There are two types of Microsoft Azure platform events that can affect the availability of your virtual machines:
1. Planned maintenance events are periodic updates made by Microsoft to the underlying Azure platform to improve overall reliability, performance, and security of the platform infrastructure that your virtual machines run on.
2. Unplanned maintenance events occur when the hardware or physical infrastructure underlying your virtual machine has faulted in some way. This may include local network failures, local disk failures, or other rack level failures.

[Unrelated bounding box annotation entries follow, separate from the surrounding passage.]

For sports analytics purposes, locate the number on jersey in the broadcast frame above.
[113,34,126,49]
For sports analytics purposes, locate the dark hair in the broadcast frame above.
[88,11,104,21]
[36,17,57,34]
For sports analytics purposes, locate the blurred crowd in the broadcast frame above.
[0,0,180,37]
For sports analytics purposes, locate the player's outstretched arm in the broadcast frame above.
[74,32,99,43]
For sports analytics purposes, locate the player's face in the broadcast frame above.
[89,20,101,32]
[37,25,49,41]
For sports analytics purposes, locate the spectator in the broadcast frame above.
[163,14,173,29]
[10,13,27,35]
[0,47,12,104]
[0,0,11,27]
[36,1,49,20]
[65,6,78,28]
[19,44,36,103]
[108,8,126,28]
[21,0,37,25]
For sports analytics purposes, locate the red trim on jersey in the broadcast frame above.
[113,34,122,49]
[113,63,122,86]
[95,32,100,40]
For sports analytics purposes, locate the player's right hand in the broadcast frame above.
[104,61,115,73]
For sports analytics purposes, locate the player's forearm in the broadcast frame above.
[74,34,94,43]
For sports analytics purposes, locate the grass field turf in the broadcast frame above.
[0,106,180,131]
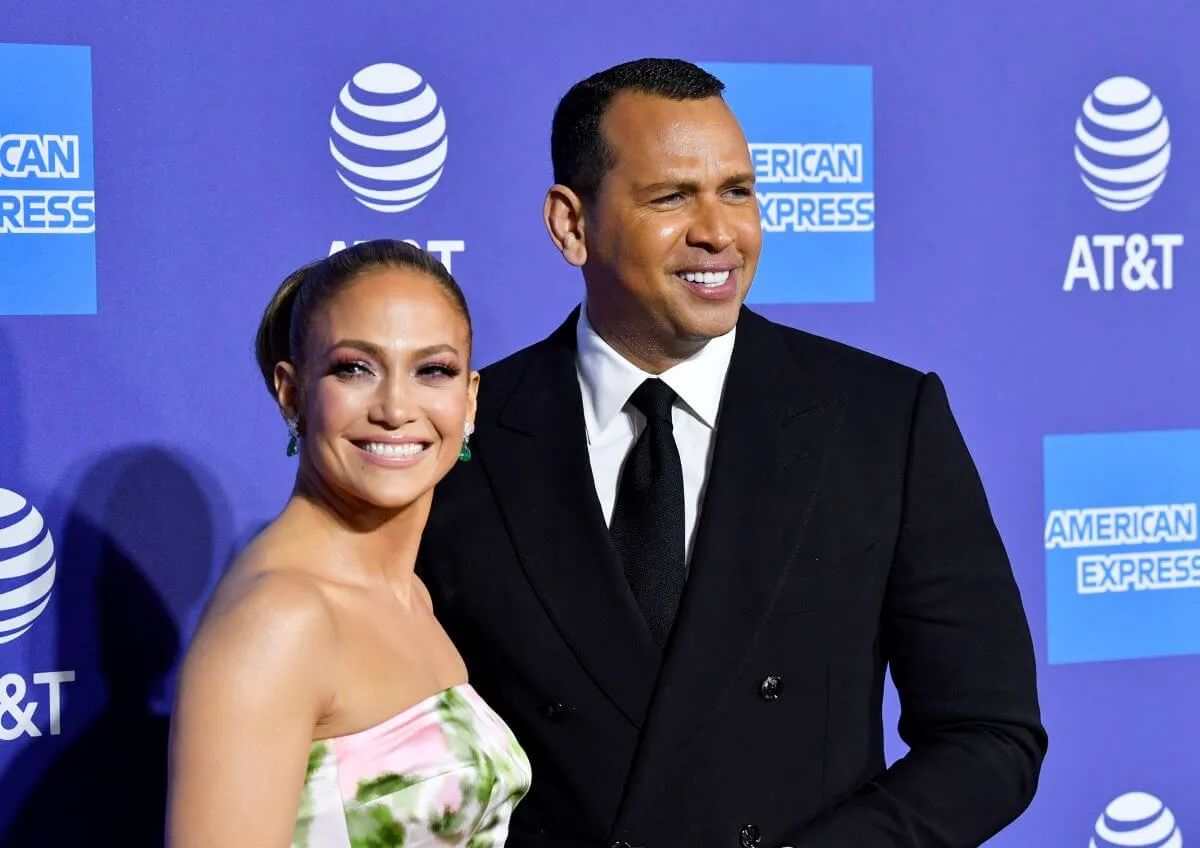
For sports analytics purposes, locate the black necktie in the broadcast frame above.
[611,379,685,648]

This course is designed for cloud professionals and Azure learners who want to implement advanced virtual networking concepts in Microsoft Azure. It focuses on real-world networking components that are essential for building highly available, scalable, and resilient Azure solutions.
The course begins with a brief introduction to set the foundation for advanced Azure networking scenarios. You will then learn how to configure Azure Load Balancer with virtual machines deployed in an availability set, ensuring fault tolerance and high availability. NAT rules are explained in detail to help you understand inbound traffic routing and port mapping scenarios.

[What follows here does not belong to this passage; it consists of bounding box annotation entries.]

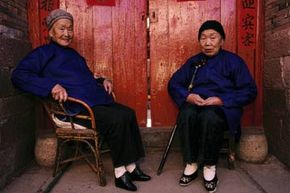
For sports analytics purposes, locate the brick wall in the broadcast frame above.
[264,0,290,167]
[0,0,35,190]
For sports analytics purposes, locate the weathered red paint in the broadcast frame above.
[87,0,115,6]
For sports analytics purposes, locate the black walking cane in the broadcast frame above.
[157,59,206,176]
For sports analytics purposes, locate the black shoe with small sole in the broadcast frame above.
[203,175,219,193]
[179,170,198,186]
[129,167,151,181]
[115,172,137,191]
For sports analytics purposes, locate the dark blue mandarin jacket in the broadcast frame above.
[168,49,257,135]
[11,42,113,113]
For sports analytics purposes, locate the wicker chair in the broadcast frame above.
[42,97,106,186]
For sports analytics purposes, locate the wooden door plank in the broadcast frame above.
[112,0,147,126]
[27,0,41,48]
[93,6,113,79]
[221,0,237,53]
[61,0,94,71]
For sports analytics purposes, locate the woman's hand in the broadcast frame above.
[186,94,223,106]
[103,79,113,94]
[203,97,223,106]
[51,84,68,102]
[186,93,205,106]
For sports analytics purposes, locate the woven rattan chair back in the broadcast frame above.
[41,97,106,186]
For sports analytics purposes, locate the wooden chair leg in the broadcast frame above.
[157,125,177,176]
[95,140,107,186]
[53,139,62,177]
[228,136,236,170]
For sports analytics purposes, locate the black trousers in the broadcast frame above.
[177,103,228,165]
[76,103,145,167]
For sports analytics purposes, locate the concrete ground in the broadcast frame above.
[0,151,290,193]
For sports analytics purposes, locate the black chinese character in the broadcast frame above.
[40,0,53,11]
[242,14,254,30]
[242,32,254,46]
[243,0,255,9]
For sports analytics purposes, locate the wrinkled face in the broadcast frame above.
[49,19,74,47]
[199,29,224,56]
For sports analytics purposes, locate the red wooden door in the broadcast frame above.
[149,0,262,127]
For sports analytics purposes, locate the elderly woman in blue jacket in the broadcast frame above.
[168,20,257,192]
[12,9,150,191]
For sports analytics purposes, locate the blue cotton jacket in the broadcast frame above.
[11,42,113,113]
[168,49,257,135]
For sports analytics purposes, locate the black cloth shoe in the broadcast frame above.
[115,172,137,191]
[179,170,198,186]
[203,174,219,193]
[129,167,151,181]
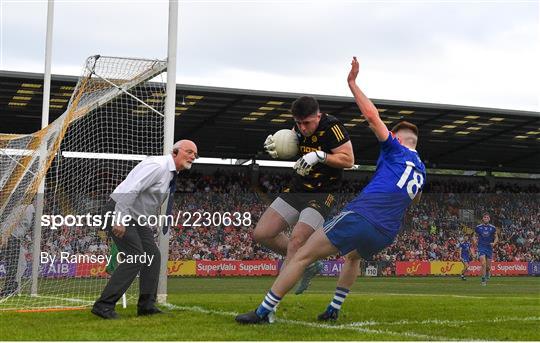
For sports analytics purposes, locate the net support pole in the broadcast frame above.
[157,0,178,304]
[30,0,54,296]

You will gain a clear understanding of Availability Sets and Availability Zones, learning how Azure uses these concepts to protect applications from hardware failures, updates, and datacenter outages. These concepts are critical for designing enterprise-grade Azure architectures.
A major portion of the course focuses on Azure Application Gateway, covered in two parts. You will learn how to configure application-level load balancing, understand routing rules, and manage traffic securely and efficiently for web applications.
The course also covers Azure Traffic Manager, helping you understand global traffic distribution, performance-based routing, and failover scenarios. Finally, you will learn how to configure Site-to-Site VPN connections, enabling secure connectivity between on-premises networks and Azure virtual networks.
Practice tests are included to reinforce learning and validate your understanding of advanced Azure virtual networking concepts.